(1743) De la réformation du théâtre « De la réformation du théâtre — SIXIEME PARTIE. — Comédies à rejeter. » pp. 313-318
/ 217
(1743) De la réformation du théâtre « De la réformation du théâtre — SIXIEME PARTIE. — Comédies à rejeter. » pp. 313-318

Comédies à rejeter.

L’ECOLE DES MARIS,

Autant cette Pièce est admirable par le génie de Molière son Auteur, autant je la trouve de mauvais exemple et pernicieuse pour les mœurs. En effet, elle renferme mille leçons des ruses dont une fille peut faire usage pour faire connaître à son Amant ses intentions afin de tromper son Tuteur qui veut l’épouser.
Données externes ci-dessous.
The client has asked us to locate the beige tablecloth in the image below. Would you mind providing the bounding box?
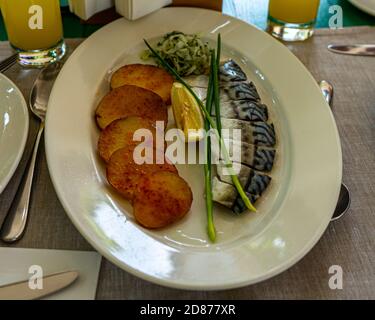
[0,27,375,299]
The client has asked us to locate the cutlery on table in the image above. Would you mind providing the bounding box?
[328,44,375,57]
[0,62,63,242]
[0,53,18,72]
[0,271,78,300]
[319,80,351,221]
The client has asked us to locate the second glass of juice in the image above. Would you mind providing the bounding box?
[0,0,66,67]
[268,0,320,41]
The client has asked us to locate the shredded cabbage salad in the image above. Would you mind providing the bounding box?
[141,31,211,76]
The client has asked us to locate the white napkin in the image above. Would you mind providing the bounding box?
[0,248,101,300]
[115,0,172,20]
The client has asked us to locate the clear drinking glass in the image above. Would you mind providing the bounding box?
[268,0,320,41]
[0,0,66,67]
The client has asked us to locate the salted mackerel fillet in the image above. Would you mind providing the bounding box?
[214,118,276,147]
[211,139,276,172]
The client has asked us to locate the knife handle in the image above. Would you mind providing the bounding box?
[1,122,44,243]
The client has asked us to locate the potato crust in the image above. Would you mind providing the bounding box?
[95,85,168,129]
[133,171,193,229]
[111,64,174,104]
[107,145,178,201]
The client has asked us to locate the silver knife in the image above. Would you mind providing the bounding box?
[0,271,78,300]
[328,44,375,56]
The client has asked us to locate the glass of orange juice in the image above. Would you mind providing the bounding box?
[0,0,66,67]
[268,0,320,41]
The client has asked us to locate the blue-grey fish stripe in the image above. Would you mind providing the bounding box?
[223,82,260,102]
[252,122,276,147]
[231,193,259,214]
[245,171,271,196]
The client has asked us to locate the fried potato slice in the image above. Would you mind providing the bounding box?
[111,64,174,104]
[133,171,193,229]
[98,117,159,162]
[95,85,168,129]
[107,145,178,201]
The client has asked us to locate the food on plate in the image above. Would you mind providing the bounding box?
[212,163,272,213]
[141,31,211,76]
[133,171,193,228]
[107,145,178,201]
[111,64,174,104]
[98,117,157,162]
[171,82,204,142]
[95,85,168,129]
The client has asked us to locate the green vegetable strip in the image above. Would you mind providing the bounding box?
[204,58,216,242]
[143,39,256,211]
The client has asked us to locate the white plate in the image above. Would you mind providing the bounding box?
[0,73,29,194]
[46,8,342,290]
[349,0,375,16]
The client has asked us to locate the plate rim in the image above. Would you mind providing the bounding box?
[45,8,342,291]
[0,72,30,194]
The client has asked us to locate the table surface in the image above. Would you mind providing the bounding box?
[0,0,375,41]
[0,20,375,299]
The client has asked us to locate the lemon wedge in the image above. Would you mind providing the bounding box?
[171,82,204,142]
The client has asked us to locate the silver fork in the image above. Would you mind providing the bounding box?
[0,53,18,72]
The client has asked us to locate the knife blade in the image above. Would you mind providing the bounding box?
[328,44,375,56]
[0,271,78,300]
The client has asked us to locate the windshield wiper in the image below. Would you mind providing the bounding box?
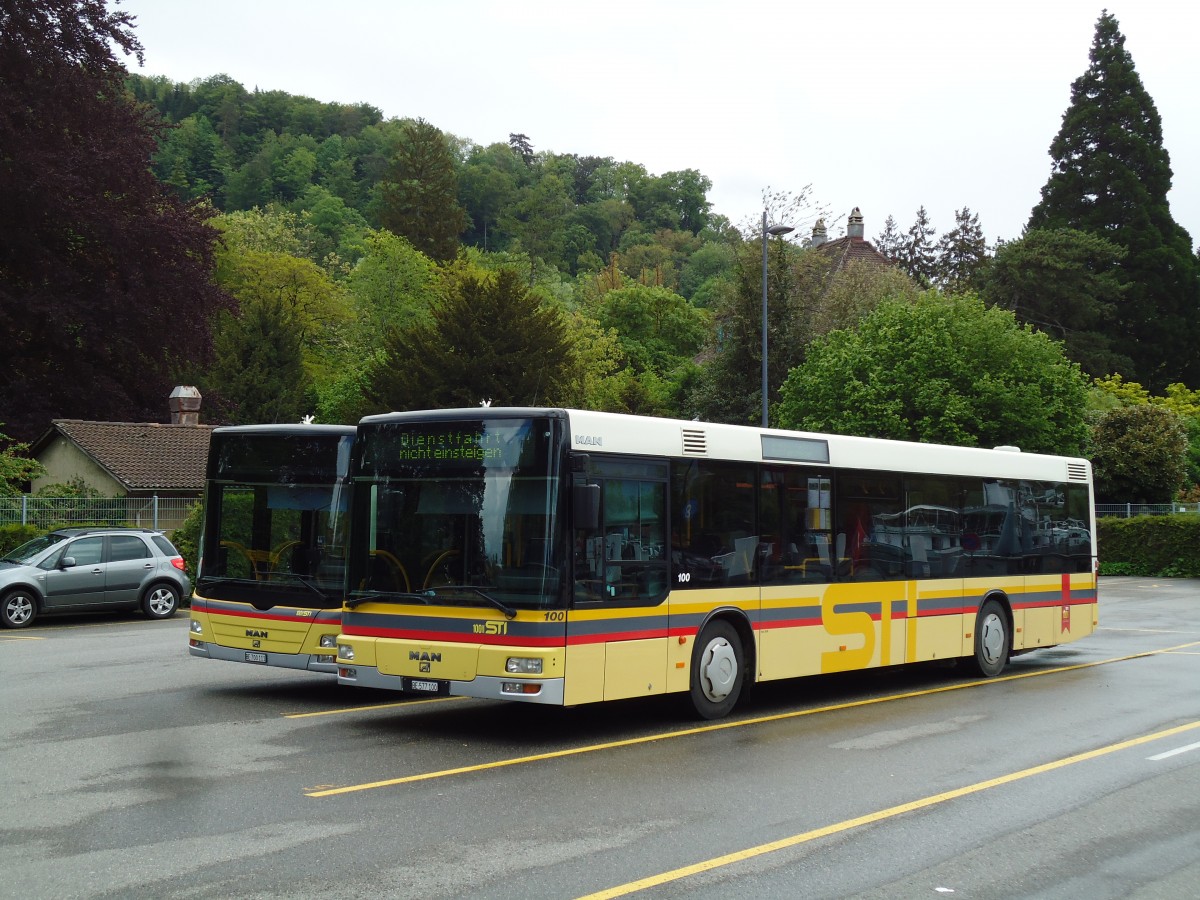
[428,584,517,619]
[346,590,437,610]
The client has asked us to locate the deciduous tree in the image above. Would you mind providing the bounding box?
[775,293,1087,454]
[979,228,1133,377]
[1092,403,1188,503]
[0,0,229,438]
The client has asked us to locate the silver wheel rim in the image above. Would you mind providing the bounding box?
[700,637,738,703]
[979,613,1004,666]
[5,594,34,625]
[150,588,175,616]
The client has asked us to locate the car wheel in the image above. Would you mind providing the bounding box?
[691,620,745,719]
[142,584,179,619]
[0,589,37,628]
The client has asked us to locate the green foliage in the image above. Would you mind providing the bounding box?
[0,0,228,440]
[0,422,46,497]
[0,524,46,557]
[1028,12,1200,389]
[595,284,708,376]
[170,503,204,585]
[379,119,468,262]
[775,293,1087,454]
[1092,403,1188,503]
[936,206,988,294]
[1096,514,1200,578]
[980,228,1133,377]
[205,298,312,425]
[368,269,575,410]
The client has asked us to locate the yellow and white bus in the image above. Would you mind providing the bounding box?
[188,425,355,672]
[337,408,1097,718]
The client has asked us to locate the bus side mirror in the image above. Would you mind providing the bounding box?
[571,485,600,532]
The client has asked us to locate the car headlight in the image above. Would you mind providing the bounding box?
[504,656,541,674]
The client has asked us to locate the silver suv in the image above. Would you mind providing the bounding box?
[0,528,192,628]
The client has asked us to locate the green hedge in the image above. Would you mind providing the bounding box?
[1096,515,1200,578]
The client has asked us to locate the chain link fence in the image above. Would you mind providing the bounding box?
[1096,503,1200,518]
[0,494,199,532]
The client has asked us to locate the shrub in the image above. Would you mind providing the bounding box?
[1097,514,1200,578]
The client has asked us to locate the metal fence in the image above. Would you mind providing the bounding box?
[0,494,199,532]
[1096,503,1200,518]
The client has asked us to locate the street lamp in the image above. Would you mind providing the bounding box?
[762,210,796,428]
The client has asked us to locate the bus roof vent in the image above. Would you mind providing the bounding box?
[683,428,708,456]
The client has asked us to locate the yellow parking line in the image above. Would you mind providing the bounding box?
[305,641,1200,797]
[580,721,1200,900]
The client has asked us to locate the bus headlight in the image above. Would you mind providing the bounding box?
[504,656,541,674]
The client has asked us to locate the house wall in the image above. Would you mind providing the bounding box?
[30,436,126,497]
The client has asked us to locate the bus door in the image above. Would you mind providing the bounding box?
[566,457,670,703]
[668,460,758,666]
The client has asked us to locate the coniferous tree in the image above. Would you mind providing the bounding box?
[1028,12,1200,389]
[875,216,904,263]
[937,206,988,294]
[899,204,937,287]
[367,269,576,410]
[379,119,468,262]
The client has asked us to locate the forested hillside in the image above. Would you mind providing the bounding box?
[0,0,1200,508]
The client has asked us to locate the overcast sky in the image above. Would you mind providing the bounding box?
[119,0,1200,246]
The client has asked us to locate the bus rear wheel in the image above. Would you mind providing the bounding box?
[970,600,1013,678]
[691,622,745,719]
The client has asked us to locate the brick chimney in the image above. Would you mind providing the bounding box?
[167,385,200,425]
[846,206,864,238]
[809,218,829,247]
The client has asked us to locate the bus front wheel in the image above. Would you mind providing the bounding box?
[691,622,745,719]
[971,600,1013,678]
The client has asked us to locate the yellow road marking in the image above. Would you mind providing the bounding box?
[283,697,467,719]
[580,721,1200,900]
[305,641,1200,797]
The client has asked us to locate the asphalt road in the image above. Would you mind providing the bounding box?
[0,578,1200,900]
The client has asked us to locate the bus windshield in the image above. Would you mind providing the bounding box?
[348,414,563,614]
[197,428,353,608]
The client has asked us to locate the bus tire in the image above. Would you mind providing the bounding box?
[970,600,1013,678]
[142,584,179,619]
[0,588,37,628]
[691,619,745,719]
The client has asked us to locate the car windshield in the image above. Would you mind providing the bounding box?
[2,534,66,563]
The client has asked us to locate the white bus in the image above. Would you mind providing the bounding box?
[337,408,1097,718]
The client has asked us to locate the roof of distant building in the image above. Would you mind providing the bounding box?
[30,419,215,492]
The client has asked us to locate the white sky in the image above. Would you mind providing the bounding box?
[118,0,1200,246]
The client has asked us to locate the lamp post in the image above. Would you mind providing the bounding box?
[762,210,796,428]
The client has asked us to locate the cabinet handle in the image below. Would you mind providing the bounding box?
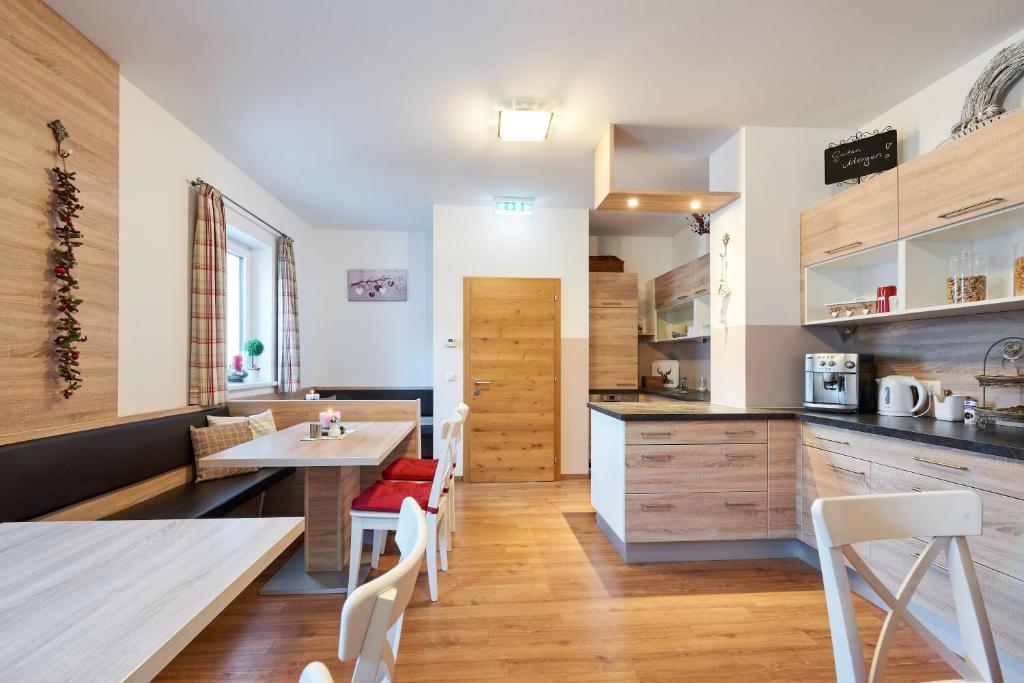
[910,456,971,472]
[825,240,864,254]
[828,463,867,477]
[938,197,1002,218]
[910,553,949,573]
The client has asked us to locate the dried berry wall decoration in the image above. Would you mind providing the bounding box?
[49,119,87,398]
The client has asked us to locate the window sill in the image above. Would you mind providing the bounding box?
[227,381,278,394]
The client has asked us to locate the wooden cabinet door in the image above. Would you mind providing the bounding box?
[654,263,692,308]
[899,112,1024,238]
[590,272,640,308]
[687,254,711,299]
[800,169,902,266]
[590,307,637,389]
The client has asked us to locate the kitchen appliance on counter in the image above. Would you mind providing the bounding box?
[804,353,876,413]
[878,375,929,418]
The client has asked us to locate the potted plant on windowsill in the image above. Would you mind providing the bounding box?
[245,339,264,372]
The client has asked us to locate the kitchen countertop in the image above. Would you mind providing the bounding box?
[587,400,796,422]
[587,400,1024,461]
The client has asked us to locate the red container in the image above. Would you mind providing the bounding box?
[874,285,896,313]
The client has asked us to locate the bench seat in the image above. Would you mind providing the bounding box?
[104,467,295,519]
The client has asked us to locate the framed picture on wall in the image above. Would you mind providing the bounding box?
[348,269,409,301]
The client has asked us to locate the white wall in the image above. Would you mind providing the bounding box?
[860,25,1024,163]
[310,229,433,387]
[431,205,589,473]
[118,76,318,415]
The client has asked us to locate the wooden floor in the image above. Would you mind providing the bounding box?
[158,480,951,683]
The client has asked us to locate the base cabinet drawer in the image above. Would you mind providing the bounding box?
[626,443,768,494]
[626,492,768,543]
[869,539,1024,657]
[626,420,768,444]
[871,463,1024,580]
[871,436,1024,498]
[800,445,871,560]
[801,422,870,460]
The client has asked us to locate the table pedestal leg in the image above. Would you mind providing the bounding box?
[260,467,361,595]
[306,467,359,571]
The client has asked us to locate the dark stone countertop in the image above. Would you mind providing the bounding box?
[799,413,1024,460]
[588,400,1024,461]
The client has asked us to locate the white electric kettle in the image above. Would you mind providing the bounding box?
[876,375,928,418]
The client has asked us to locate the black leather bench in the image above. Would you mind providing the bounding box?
[0,408,294,522]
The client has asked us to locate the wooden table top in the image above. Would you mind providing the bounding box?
[0,517,304,681]
[203,422,416,467]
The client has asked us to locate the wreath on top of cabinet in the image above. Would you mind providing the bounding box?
[950,40,1024,137]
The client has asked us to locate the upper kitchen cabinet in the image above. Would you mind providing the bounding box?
[594,123,739,214]
[654,254,711,308]
[800,169,903,266]
[590,272,639,308]
[899,112,1024,238]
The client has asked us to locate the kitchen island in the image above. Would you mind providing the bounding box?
[589,401,1024,679]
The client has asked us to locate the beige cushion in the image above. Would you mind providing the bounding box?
[206,409,278,437]
[188,421,259,481]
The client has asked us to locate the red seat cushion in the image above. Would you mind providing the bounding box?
[352,481,432,514]
[381,458,437,481]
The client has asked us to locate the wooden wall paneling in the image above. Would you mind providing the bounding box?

Cette Pièce est tirée d’une nouvelle de Boccace15 que tout autre que Molière n’aurait jamais tenté de mettre sur le Théâtre, et la copie a conservé les traits et les motifs empoisonnés de l’original.

Je n’en dirai pas d’avantage, parce que si je voulais expliquer les raisons qui me forcent à rejeter l’Ecole des Maris, je serais obligé de rappeller les endroits les plus dangereux de cette Pièce ; et je ne crois pas qu’il me convienne de faire revivre des idées que je condamne. Quand la critique ne roule que sur l’art ou sur l’esprit d’un Auteur, il est juste de la modifier ; mais quand elle regarde les mœurs, je crois qu’on ne saurait trop tôt se taire ; j’ai loué Molière autrefois en parlant de cette Pièce16, et je conviens qu’il mérite toute sorte de louange par rapport au génie et à l’art qu’il y a mis ; mais pour ce qui regarde les mœurs, loin de l’approuver je suis au contraire persuadé que ses plus grands partisans (parmi lesquels j’ose me compter, d’autant plus que je l’ai étudié à fond) je suis persuadé, dis-je, que ses plus grands partisans pensent comme moi de l’Ecole des Maris, et la banniraient, comme je fais, du Théâtre de la réforme.

L’ECOLE DES FEMMES,

Cette Comédie est le contrepied de la précédente : dans l’Ecole des Maris c’est l’esprit qui sert la passion, et dans l’Ecole des Femmes c’est la passion qui donne de l’esprit : l’une et l’autre de ces Pièces semblent être imaginées tout exprès pour gâter le cœur et pervertir l’innocence de la jeunesse la mieux élevée ; les filles d’esprit et les innocentes y trouvent également des leçons très dangereuses sur un point qui ne devrait jamais être traité devant les jeunes gens, et moins encore sur le Théâtre que partout ailleurs. Enfin ce sont deux Pièces qui ne devraient jamais trouver d’Auditeurs ni de Spectateurs, parce que la morale en est détestable, et doit blesser toutes sortes de personnes.

Les gens de talent et de goût diront sans doute que c’est un grand malheur de ne pas trouver des expédients pour corriger ces deux Pièces, qui du côté de l’art et du génie, sont des modèles si parfaits et si propres à servir d’Ecole aux Poètes : peut-être même me reprochera-t-on de ne l’avoir pas tenté ; mais je réponds qu’après les avoir examinées avec soin je les ai trouvées telles que je les avais d’abord envisagées, c’est-à-dire non susceptibles d’aucune correction ; quant aux Poètes qui les regretteront, je les exhorterai à les étudier dans leurs cabinets, à condition néanmoins qu’ils proposeront ces deux Comédies, autant comme des modèles à fuir par rapport aux mœurs, qu’à imiter par rapport au talent.

GEORGE DANDIN.

La simple lecture de cette Pièce fait sentir qu’elle ne peut être admise sur un Théâtre où les mœurs sont respectés, d’autant plus que la représentation donne encore plus de force aux mauvais exemples qui n’y sont que trop répétés. Ce n’est pas cependant que Molière n’y ait mis d’excellentes choses pour corriger la vanité d’un Bourgeois qui veut s’élever au dessus de sa condition par une alliance disproportionnée : mais les bonnes mœurs ont sans comparaison beaucoup plus à perdre qu’à gagner dans la Comédie de George Dandin, dont Molière a puisé le sujet dans une Nouvelle de Boccace. Je crois l’avoir déja remarqué, toutes les fois que Molière a été inventeur ses Pièces ont été correctes, mais quand il a voulu copier, il s’est trop assujetti à ses modèles : Qu’il me soit permis d’ajouter que si Boccace en ce cas mérite d’être blâmé, Molière n’en est pas plus excusable d’avoir tiré de cet Auteur Italien le sujet d’une Comédie si scandaleuse.